Although the order of the sections in the def file is unimportant, they have been documented below in the order of their execution during the build process for logical understanding.

%setup

During the build process, commands in the %setup section are first executed on the host system outside of the container after the base OS has been installed. You can reference the container file system with the $SINGULARITY_ROOTFS environment variable in the %setup section.

Note

Be careful with the %setup section! This scriptlet is executed outside of the container on the host system itself, and is executed with elevated privileges.

Consider the example from the definition file above:

%setup
    touch /file1
    touch ${SINGULARITY_ROOTFS}/file2

Here, file1 is created at the root of the file system on the host. We’ll use file1 to demonstrate the usage of the %files section below. The file2 is created at the root of the file system within the container.

In later versions of {Singularity} the %files section is provided as a safer alternative to copying files from the host system into the container during the build. Because of the potential danger involved in running the %setup scriptlet with elevated privileges on the host system during the build, it’s use is generally discouraged.

%setup can be used for exporting environmental variables.

%files

The %files section allows you to copy files into the container with greater safety than using the %setup section. Its general form is:

%files [from <stage>]
    <source> [<destination>]
    ...

Each line is a <source> and <destination> pair. The <source> is either:

  1. A valid path on your host system

  2. A valid path in a previous stage of the build

while the <destination> is always a path into the current container. If the <destination> path is omitted it will be assumed to be the same as <source>. To show how copying from your host system works, let’s consider the example from the definition file above:

%files
    /file1
    /file1 /opt

file1 was created in the root of the host file system during the %setup section (see above). The %files scriptlet will copy file1 to the root of the container file system and then make a second copy of file1 within the container in /opt.

Files can also be copied from other stages by providing the source location in the previous stage and the destination in the current container.

%files from stage_name
  /root/hello /bin/hello

The only difference in behavior between copying files from your host system and copying them from previous stages is that in the former case symbolic links are always followed during the copy to the container, while in the latter symbolic links are preserved.

Files in the %files section are always copied before the %post section is executed so that they are available during the build and configuration process.

%post

This section is where you can download files from the internet with tools like git and wget, install new software and libraries, write configuration files, create new directories, etc.

Consider the example from the definition file above:

%post
    apt-get update && apt-get install -y netcat
    NOW=`date`
    echo "export NOW=\"${NOW}\"" >> $SINGULARITY_ENVIRONMENT

This %post scriptlet uses the Ubuntu package manager apt to update the container and install the program netcat (that will be used in the %startscript section below).

The script is also setting an environment variable at build time.
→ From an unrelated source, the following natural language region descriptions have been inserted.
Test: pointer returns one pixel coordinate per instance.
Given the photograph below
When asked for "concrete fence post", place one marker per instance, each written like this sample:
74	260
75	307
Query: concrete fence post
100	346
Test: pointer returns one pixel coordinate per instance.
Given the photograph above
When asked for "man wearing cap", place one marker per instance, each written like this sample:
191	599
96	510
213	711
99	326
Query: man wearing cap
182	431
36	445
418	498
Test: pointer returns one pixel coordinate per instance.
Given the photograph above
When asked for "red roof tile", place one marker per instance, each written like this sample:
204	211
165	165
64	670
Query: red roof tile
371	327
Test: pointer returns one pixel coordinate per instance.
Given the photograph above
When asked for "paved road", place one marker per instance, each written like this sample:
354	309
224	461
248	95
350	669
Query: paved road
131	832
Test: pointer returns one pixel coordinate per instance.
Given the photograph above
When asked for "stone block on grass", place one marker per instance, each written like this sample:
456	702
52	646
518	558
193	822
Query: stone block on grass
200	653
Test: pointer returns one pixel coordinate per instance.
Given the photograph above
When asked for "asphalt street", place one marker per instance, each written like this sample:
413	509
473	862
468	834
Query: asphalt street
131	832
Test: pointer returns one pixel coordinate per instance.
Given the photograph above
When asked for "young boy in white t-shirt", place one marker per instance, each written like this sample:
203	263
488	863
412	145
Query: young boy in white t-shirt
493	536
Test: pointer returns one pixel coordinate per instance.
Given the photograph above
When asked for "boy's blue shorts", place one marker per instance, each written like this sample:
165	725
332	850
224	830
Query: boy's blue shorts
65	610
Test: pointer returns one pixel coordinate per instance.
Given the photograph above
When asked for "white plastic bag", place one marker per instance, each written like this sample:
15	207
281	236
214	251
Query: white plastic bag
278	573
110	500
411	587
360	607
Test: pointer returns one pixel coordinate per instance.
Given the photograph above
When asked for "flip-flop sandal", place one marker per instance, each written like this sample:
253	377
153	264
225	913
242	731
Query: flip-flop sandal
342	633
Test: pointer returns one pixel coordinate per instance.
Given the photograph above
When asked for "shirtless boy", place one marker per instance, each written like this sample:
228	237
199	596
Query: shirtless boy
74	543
Note that the value of this variable cannot be anticipated, and therefore cannot be set during the %environment section. For situations like this, the $SINGULARITY_ENVIRONMENT variable is provided. Redirecting text to this variable will cause it to be written to a file called /.singularity.d/env/91-environment.sh that will be sourced at runtime.

%test

The %test section runs at the very end of the build process to validate the container using a method of your choice. You can also execute this scriptlet through the container itself, using the test command.
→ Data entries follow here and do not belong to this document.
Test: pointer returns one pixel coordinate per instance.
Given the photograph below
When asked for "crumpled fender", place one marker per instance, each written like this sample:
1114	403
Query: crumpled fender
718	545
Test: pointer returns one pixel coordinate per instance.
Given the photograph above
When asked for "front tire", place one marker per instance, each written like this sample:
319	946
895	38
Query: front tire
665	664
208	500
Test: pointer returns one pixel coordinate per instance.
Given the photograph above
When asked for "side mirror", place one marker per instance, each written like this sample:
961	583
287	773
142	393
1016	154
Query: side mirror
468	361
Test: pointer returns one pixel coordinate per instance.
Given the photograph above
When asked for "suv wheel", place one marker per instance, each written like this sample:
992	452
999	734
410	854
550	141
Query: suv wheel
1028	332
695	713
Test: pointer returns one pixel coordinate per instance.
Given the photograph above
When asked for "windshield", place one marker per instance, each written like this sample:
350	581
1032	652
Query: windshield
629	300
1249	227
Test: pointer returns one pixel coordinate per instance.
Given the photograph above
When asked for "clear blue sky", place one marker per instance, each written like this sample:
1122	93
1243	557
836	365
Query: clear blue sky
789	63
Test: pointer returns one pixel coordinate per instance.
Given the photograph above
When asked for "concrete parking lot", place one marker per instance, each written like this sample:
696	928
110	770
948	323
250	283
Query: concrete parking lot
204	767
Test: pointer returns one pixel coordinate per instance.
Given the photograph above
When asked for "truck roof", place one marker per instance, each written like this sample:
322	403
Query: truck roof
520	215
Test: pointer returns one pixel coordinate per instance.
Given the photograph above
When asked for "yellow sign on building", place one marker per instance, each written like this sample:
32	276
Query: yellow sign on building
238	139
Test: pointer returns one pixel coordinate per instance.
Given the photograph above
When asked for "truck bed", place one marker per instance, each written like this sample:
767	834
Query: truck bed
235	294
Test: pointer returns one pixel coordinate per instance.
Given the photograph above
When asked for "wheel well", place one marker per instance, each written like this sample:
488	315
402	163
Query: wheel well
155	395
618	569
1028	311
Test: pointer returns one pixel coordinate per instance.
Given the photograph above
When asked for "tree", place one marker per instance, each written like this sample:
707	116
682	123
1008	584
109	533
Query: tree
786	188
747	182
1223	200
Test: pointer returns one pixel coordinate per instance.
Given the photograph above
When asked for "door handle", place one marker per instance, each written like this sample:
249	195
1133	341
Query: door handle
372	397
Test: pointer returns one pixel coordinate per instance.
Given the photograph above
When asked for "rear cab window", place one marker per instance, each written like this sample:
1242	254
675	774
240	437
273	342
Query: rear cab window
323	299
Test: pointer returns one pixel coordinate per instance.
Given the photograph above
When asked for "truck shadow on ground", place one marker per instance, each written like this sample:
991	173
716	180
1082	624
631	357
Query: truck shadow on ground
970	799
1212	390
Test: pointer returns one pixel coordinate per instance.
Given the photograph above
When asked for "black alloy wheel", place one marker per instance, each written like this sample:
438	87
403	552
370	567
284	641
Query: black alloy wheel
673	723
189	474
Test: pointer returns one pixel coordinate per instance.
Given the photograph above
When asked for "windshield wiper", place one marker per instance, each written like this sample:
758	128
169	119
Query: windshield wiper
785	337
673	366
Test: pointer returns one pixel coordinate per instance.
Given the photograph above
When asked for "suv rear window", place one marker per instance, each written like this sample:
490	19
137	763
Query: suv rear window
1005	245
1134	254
Consider the example from the def file above:

%test
    grep -q NAME=\"Ubuntu\" /etc/os-release
    if [ $? -eq 0 ]; then
        echo "Container base is Ubuntu as expected."
    else
        echo "Container base is not Ubuntu."
        exit 1
    fi

This (somewhat silly) script tests if the base OS is Ubuntu. You could also write a script to test that binaries were appropriately downloaded and built, or that software works as expected on custom hardware. If you want to build a container without running the %test section (for example, if the build system does not have the same hardware that will be used on the production system), you can do so with the --notest build option:

$ sudo singularity build --notest my_container.sif my_container.def

Running the test command on a container built with this def file yields the following:

$ singularity test my_container.sif
Container base is Ubuntu as expected.

One common use of the %test section is to run a quick check that the programs you intend to install in the container are present. If you installed the program samtools, which shows a usage screen when run without any options, you might test it can be run with:

%test
    # Run samtools - exits okay with usage screen if installed
    samtools

If samtools is not successfully installed in the container then the singularity test will exit with an error such as samtools: command not found.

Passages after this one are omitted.